Once your queue size exceeds your thread concurrency, the impact is predominantly latency vs early error. The bigger the queue the bigger the latency between when you insert a 'job' and it gets to start. The bigger the 'cap' on queue size the longer before you actively notice a potentially huge latency. In some workloads a huge buffer and latency are fine, in others it's a disaster. Since it's not a priority queue (it's a fifo) it's not easy to get an 'emergency job' to the head of the line -- you have to wait it out or start writing specialized dispatching and queue management to fit your business needs. The 'pain point' is more often the inverse -- ask yourself what is the maximum amount of time acceptable between entering a job into the queue and it starting to run. Take that number, divide by average execution time for your jobs, divide by queue thread size (as long as its smaller then actual hardware concurrency) -- there's your maximum queue size.
Time to Start Job = Current Length of queue * Time per job / Number of (real) threads.

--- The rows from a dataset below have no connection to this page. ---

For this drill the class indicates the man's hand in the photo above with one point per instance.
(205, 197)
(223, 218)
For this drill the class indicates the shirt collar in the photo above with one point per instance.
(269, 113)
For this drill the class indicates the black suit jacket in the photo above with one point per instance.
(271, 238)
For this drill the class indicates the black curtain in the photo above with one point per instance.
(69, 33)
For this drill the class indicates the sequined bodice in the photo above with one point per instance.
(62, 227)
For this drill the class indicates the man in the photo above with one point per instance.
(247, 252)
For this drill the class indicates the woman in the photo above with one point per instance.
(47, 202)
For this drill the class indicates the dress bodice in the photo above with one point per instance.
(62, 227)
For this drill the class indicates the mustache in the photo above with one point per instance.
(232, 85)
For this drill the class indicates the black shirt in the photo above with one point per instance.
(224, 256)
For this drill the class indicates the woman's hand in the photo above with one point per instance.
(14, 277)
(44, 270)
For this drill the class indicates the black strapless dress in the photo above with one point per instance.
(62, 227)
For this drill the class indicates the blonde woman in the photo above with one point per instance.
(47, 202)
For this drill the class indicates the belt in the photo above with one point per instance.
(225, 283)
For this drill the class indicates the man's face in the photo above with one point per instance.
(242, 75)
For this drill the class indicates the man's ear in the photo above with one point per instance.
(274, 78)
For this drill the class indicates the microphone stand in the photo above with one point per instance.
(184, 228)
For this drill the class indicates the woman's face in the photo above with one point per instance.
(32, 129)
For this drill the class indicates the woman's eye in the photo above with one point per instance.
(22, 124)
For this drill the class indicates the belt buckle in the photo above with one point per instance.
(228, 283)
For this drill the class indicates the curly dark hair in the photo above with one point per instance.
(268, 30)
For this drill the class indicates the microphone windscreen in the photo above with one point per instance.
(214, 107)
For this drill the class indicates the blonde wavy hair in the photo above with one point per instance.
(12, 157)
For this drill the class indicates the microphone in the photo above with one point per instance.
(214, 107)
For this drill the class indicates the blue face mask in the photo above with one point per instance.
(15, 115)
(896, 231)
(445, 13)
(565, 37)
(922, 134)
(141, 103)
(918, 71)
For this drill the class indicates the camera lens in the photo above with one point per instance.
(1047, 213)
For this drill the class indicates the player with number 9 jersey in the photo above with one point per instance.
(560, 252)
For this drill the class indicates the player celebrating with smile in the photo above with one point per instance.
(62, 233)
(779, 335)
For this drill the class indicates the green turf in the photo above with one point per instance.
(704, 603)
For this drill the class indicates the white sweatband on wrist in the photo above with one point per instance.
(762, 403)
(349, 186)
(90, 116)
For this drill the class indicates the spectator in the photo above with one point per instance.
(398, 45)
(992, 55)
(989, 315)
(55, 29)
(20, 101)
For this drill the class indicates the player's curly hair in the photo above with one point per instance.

Maximum (or average working) queue size == (Maximum Latency * threads ) / Time per job
Napkin Math: Assuming the following spherical elements:
Jobs = 100ms/each Thread Count = 16 (real cores) Max acceptable latency = 10 seconds
----------------------------- Queue Size Limit = 10*16/.1 = 1600
If your max latency is 10000 seconds then q=1600000
If your max latency is 1 sec then q=160
For a 2nd order factor -- as you push concurrency and load the chances of lock contention go up -- non-linearly (depending on your code details) -- look out for that. Keep an eye on the monitoring history for lock contention, io waits etc.
Dropping the # of threads will likely do more good than dropping the queue size in this case.